PERDER PARA ENCONTRAR

O tempo todo fico observando uma grande e constante dificuldade nas pessoas que encontro em “estar presente aqui e agora”.

Pior do que isso é ainda perceber essa dificuldade em mim mesma!

Talvez tenha sempre sido esse um dos mais difíceis obstáculos em minha vida e por ele tenha retardado minha conexão com meu próprio crescimento.

Tem um tempo, li um texto que trazia uma lenda árabe muito interessante e que dizia mais ou menos assim:

“Contam os árabes que Alah certo dia resolveu mudar todas as águas do mundo, e aquele que bebesse da nova água se esqueceria de sua porção divina, se esqueceria que era a manifestação de Deus, o próprio Deus.

Um único homem prestou atenção às palavras do profeta que revelou a intenção de Alah, e foi até a fonte e encheu muitos barris de água, que escondeu em uma caverna que só ele conhecia.

Veio um imenso diluvio que inundou toda a terra e lavou a água que existia, todas as águas foram trocadas e, cada um que bebia da nova água imediatamente se esquecia que era parte de Deus, se esquecia que era uma criatura divina porque era filho da Divindade.

O homem que ouviu o profeta não bebeu da nova água, ia todos os dias a seu esconderijo e bebia da velha água, aquela que não fazia esquecer, e ele era o único que sabia a verdade, o único que não havia esquecido quem ele era na verdade.

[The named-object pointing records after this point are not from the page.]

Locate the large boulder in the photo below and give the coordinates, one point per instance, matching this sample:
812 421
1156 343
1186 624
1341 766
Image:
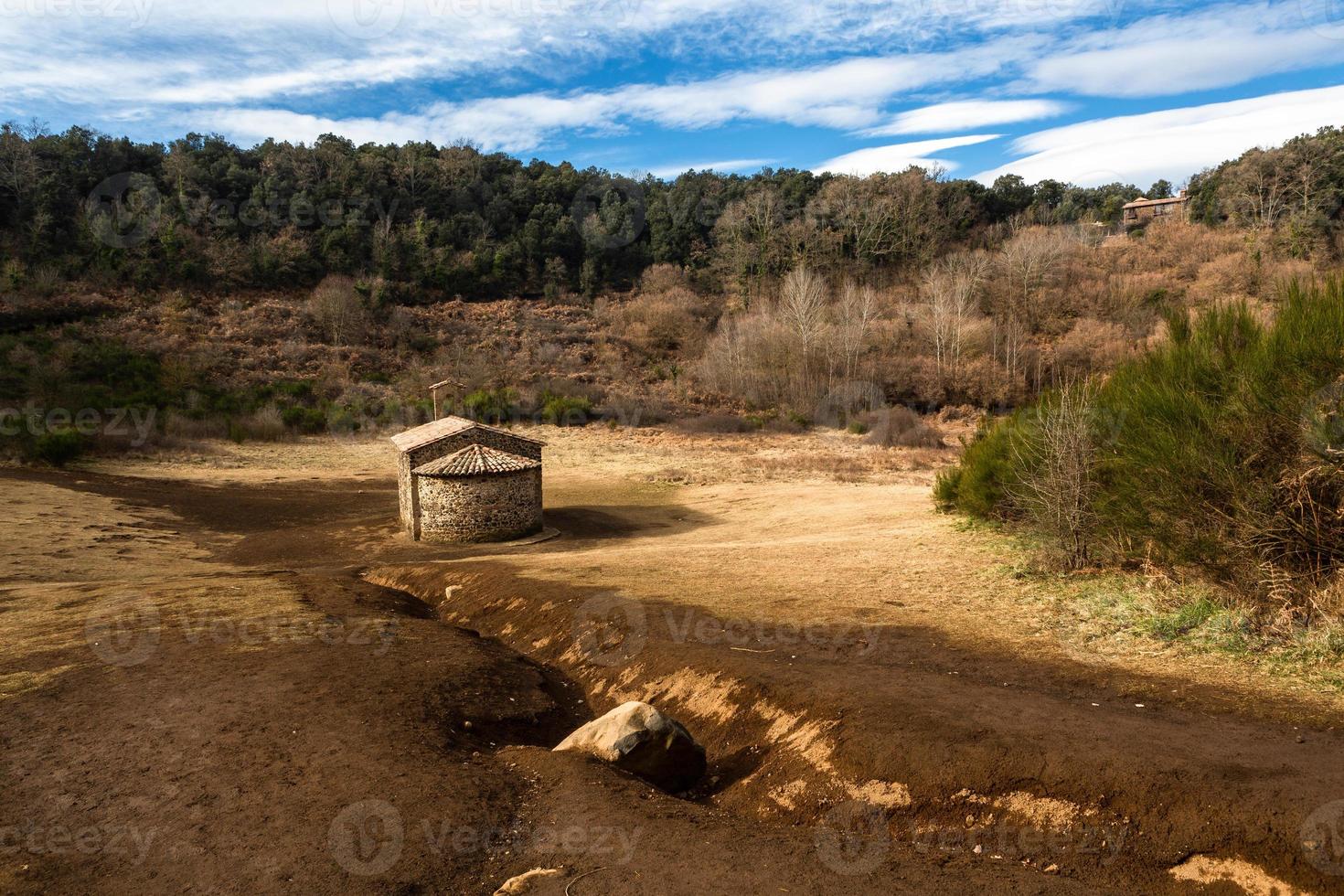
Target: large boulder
641 741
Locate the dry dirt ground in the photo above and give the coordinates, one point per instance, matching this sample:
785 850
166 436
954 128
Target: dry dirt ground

Depois de muito tempo, o homem que lembrava começou a se incomodar com a solidão, com o isolamento ao qual era submetido por todos os outros, que não o compreendiam, não sabiam o que ou quem ele era na verdade. A pressão da solidão foi muito grande, a vontade de se relacionar, de trocar com as pessoas começou a imperar e o homem acabou bebendo da nova água.

Imediatamente se esqueceu de quem ele era e se tornou igual a todos os outros e nesse dia houve uma grande festa para comemorar a milagrosa cura do louco, que retornou de sua loucura para o convívio dos homens de bem...”

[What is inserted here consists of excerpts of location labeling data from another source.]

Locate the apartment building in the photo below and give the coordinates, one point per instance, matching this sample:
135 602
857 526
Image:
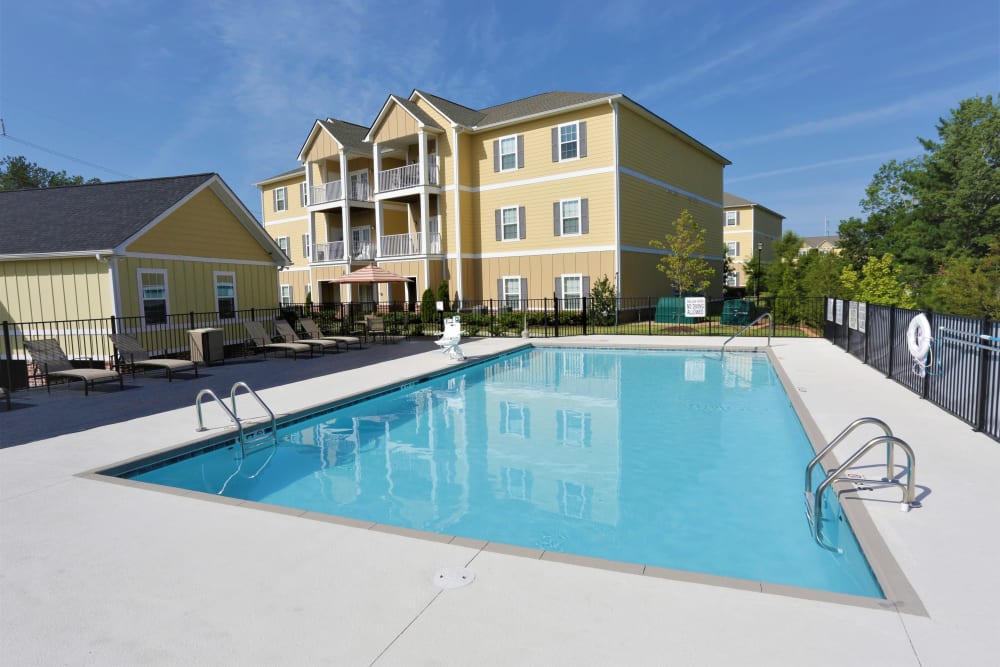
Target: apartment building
750 229
537 197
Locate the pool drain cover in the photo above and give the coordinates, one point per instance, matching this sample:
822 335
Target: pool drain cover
454 577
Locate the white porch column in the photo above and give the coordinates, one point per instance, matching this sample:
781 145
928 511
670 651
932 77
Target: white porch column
422 156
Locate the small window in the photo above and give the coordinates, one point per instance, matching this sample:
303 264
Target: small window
153 295
512 291
568 145
225 294
509 222
571 217
508 153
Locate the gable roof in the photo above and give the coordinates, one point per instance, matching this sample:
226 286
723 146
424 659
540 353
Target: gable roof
98 218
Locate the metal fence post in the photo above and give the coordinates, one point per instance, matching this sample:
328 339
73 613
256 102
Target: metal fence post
979 423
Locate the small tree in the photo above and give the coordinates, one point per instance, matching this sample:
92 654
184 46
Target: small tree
602 302
428 306
687 271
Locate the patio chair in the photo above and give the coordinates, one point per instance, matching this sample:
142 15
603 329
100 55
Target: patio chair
260 340
315 332
451 337
133 354
286 331
52 362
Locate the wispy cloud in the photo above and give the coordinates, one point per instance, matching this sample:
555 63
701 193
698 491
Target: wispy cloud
899 153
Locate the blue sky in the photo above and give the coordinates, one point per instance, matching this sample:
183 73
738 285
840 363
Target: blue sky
806 99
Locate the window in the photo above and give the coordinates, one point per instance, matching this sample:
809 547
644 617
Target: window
509 220
280 199
284 244
570 288
153 295
568 147
225 294
510 291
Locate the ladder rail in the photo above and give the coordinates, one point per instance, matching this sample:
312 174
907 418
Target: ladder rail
770 331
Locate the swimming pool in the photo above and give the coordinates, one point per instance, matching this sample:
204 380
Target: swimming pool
667 458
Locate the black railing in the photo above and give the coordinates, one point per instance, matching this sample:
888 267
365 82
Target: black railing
961 374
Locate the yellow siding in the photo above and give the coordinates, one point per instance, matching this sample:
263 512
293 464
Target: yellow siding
538 147
54 289
651 150
201 227
191 285
397 123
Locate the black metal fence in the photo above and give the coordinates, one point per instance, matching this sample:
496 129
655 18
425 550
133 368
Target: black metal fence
961 373
86 342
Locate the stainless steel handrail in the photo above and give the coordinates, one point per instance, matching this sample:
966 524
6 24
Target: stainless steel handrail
908 492
770 331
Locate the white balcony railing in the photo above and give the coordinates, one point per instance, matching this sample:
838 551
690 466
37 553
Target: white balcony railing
408 176
397 245
334 191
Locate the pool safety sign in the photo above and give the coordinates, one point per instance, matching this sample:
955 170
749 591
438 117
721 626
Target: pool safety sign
694 306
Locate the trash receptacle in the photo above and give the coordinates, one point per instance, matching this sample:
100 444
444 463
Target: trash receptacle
207 346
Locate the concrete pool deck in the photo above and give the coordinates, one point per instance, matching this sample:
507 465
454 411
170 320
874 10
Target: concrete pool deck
95 572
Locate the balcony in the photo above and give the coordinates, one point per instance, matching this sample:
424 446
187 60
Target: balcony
399 245
334 191
401 178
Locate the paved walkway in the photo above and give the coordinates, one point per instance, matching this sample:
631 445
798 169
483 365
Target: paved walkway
101 573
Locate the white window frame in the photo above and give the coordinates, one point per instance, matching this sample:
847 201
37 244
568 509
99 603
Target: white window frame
231 275
280 199
512 299
575 142
578 217
567 295
143 299
512 154
504 223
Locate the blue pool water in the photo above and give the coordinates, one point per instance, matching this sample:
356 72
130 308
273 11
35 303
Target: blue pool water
674 459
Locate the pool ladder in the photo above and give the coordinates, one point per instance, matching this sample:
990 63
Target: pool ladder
770 331
255 438
814 504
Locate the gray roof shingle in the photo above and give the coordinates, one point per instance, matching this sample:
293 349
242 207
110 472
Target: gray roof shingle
86 217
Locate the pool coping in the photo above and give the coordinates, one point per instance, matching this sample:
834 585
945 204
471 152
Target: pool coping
900 596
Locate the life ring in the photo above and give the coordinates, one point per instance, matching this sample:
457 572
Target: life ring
918 336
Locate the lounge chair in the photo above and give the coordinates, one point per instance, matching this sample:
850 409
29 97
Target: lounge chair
286 331
52 362
262 341
451 337
315 332
133 354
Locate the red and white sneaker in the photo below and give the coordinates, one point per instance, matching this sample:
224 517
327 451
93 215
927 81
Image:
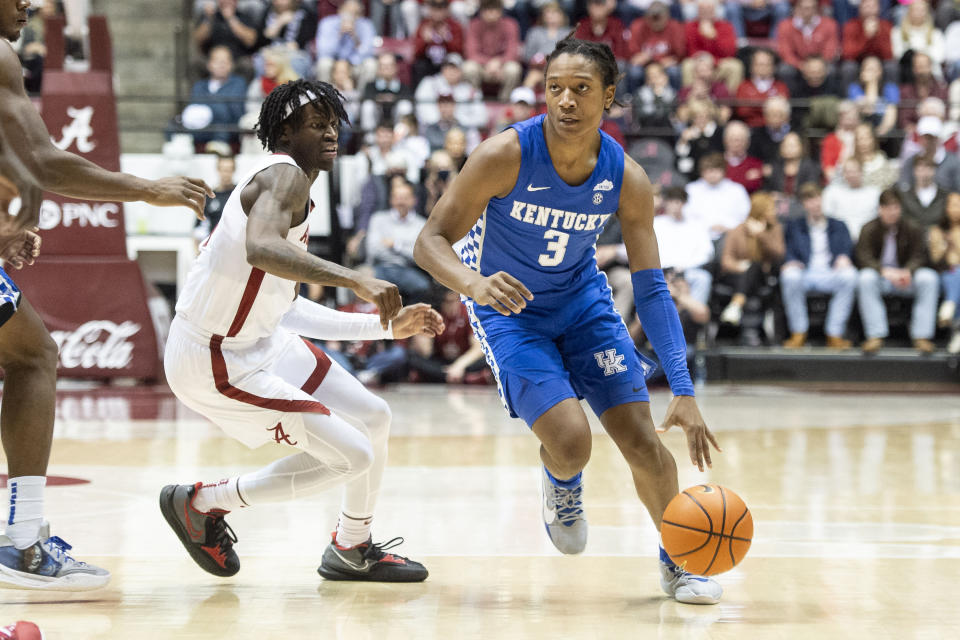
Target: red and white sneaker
369 562
22 630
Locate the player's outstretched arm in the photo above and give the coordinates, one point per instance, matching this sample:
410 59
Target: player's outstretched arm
657 312
491 171
271 200
30 159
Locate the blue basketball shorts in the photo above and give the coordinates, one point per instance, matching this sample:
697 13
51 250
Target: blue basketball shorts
542 357
9 297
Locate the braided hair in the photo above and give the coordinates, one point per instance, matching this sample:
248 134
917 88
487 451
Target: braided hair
284 102
600 54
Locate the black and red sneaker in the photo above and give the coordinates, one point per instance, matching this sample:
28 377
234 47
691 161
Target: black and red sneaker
205 535
370 562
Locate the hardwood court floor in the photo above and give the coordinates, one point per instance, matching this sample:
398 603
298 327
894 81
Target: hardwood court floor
855 497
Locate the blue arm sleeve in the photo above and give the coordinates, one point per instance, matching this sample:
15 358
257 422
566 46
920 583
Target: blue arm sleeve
660 321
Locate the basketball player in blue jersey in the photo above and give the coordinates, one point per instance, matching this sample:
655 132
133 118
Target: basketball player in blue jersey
529 204
30 558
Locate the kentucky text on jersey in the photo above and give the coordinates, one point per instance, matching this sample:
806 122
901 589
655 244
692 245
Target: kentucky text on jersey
557 218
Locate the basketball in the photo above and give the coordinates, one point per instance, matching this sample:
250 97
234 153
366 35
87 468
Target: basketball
707 529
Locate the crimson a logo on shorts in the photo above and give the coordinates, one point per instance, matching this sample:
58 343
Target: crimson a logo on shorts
280 436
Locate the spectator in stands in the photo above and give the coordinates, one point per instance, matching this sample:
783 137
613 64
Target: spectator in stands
922 85
349 36
395 18
951 47
765 140
924 203
342 77
742 168
451 356
222 24
655 101
390 240
806 34
944 241
455 144
292 25
849 200
436 132
386 98
773 12
492 49
752 252
878 170
876 98
761 85
438 173
916 32
437 36
818 258
892 254
702 136
600 25
275 70
523 102
685 245
471 112
819 94
655 38
948 166
213 209
541 40
217 101
31 47
715 201
704 84
793 167
717 38
867 36
374 196
839 143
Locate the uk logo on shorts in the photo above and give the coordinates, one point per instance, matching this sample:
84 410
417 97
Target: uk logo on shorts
610 361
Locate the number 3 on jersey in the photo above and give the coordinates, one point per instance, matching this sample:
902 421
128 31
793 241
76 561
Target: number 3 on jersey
557 246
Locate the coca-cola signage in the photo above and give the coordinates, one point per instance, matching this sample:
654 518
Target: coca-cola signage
98 344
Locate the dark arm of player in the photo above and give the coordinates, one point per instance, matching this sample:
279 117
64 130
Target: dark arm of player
657 312
26 143
491 171
276 193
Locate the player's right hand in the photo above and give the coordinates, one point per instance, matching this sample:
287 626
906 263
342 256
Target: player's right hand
181 192
384 294
501 291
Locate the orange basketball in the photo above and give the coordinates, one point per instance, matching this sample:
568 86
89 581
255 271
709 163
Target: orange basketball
707 529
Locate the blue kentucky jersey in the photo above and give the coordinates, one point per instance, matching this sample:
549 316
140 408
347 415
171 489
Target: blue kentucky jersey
545 231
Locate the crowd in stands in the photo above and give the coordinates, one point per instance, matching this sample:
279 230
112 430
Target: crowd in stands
801 150
804 152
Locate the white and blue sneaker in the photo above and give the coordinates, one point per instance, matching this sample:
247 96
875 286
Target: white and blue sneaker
563 515
46 565
686 587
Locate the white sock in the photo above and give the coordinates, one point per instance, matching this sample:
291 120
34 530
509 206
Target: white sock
224 495
353 530
26 510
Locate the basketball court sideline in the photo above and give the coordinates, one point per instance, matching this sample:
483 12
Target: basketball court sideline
855 500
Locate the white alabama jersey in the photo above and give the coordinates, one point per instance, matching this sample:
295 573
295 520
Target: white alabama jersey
224 295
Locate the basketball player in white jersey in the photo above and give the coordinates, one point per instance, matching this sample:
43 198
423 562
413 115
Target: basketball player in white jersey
235 354
30 558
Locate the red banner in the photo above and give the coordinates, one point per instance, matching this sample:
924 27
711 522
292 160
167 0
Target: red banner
90 296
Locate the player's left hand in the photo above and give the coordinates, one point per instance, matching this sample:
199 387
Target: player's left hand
181 192
684 413
417 318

Esta curiosa história parece dizer onde está o problema maior:

Beber da “água” que nos faz recordar quem somos realmente, pode significar um caminhar em direção ao isolamento e à solidão!

Seremos alvo de julgamentos, considerados loucos, desequilibrados por não seguirmos as referências ilusórias de todos aqueles que precisam criá-las e alimentá-las para sobreviverem!

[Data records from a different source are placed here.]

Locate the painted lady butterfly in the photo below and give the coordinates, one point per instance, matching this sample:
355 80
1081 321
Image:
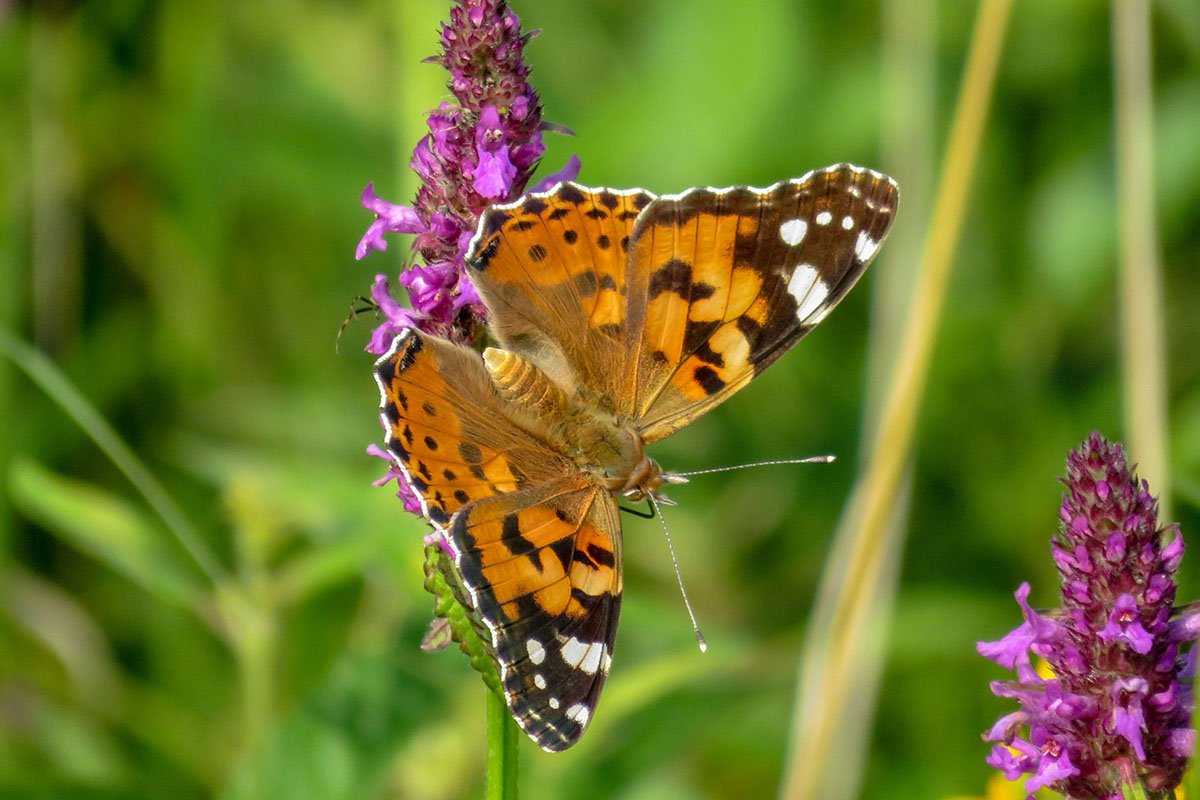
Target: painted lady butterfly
619 318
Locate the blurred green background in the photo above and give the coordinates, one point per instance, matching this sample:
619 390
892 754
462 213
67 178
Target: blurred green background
178 216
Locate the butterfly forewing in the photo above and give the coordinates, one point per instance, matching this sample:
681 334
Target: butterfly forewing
544 569
448 429
724 282
551 269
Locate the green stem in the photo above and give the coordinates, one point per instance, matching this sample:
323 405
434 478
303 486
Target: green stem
502 750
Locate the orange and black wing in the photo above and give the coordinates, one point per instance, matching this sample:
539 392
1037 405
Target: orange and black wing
455 439
723 282
544 569
551 268
537 546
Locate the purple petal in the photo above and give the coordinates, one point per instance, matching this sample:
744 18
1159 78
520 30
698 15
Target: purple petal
568 173
390 218
1012 764
1006 727
493 174
1186 627
1055 762
1126 625
1181 741
405 492
1007 650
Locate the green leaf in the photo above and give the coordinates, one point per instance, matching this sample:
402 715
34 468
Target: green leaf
106 527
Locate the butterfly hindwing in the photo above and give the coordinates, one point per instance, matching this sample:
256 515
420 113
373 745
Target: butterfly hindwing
551 269
721 283
544 569
449 431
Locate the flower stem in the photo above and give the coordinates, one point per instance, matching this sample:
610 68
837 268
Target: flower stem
502 750
841 618
1143 337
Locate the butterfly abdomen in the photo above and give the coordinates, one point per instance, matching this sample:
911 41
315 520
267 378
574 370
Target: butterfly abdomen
520 382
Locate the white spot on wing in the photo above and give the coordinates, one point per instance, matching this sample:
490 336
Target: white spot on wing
865 247
579 713
583 655
792 232
809 290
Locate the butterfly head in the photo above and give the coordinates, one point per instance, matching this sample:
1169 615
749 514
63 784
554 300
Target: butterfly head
646 480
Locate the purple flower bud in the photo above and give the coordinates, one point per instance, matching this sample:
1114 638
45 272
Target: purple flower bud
481 148
1120 703
1125 625
405 492
389 218
568 173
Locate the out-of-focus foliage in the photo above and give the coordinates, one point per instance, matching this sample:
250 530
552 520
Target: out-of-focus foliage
178 215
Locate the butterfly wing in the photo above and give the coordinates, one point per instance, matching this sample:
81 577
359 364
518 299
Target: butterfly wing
449 431
551 269
544 569
721 283
538 547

Sei que relacionar-me com o agora, estar presente, significa deletar a personagem conveniente e despir-me dos meus disfarces, da minha necessidade de ser aceito segundo normas alheias e tornar-me livre!

Sei também que este processo pode ser e é doloroso, na medida em que me obriga a tirar as vestes, ficar nua de todas as ilusões que me acobertam e me dão conforto...

Por isso mesmo, percebo o quanto ainda sou incapaz de me sintonizar com o momento vivido, o momento real...

Como é difícil me relacionar como o “outro” sem me deixar inundar pelos meus próprios pensamentos e sentimentos!

Conectar-me com o presente é muito difícil, porque requer que eu tenha consciência desse “outro” e reconheça nele tudo que existe em mim e que tantas vezes não quero ver. Então, minha mente escapa para labirintos lógicos ou recantos obscuros que não tem a menor relação com o que está de fato acontecendo no presente... E isso tudo acontece apenas porque preciso alimentar a ilusão que construí ao longo do tempo a respeito de mim mesma!

Quero me focalizar no agora, no que de fato está acontecendo, mesmo que talvez isso signifique descobrir que eu não seja exatamente o que pensava e esperava ser!

Isso soa forte, parece dolorido e me causa a sensação de perder a identidade! Entretanto, essa identidade é falsa, artificial, construída com idéias que não me pertencem e que certamente não se afinam com meu coração nem com a minha essência... Então, perder a identidade pode ser o caminho para encontrar a identidade!

Acredito que não estou só!

A cada dia reconheço mais pessoas que estão rompendo com infinitas cláusulas de certo e errado definidas sem nossa presença ou concordância apenas para transformar-nos em caricaturas de pessoas, e nos fazer cativos de um mundo ilusório que só nos aliena de nós mesmos!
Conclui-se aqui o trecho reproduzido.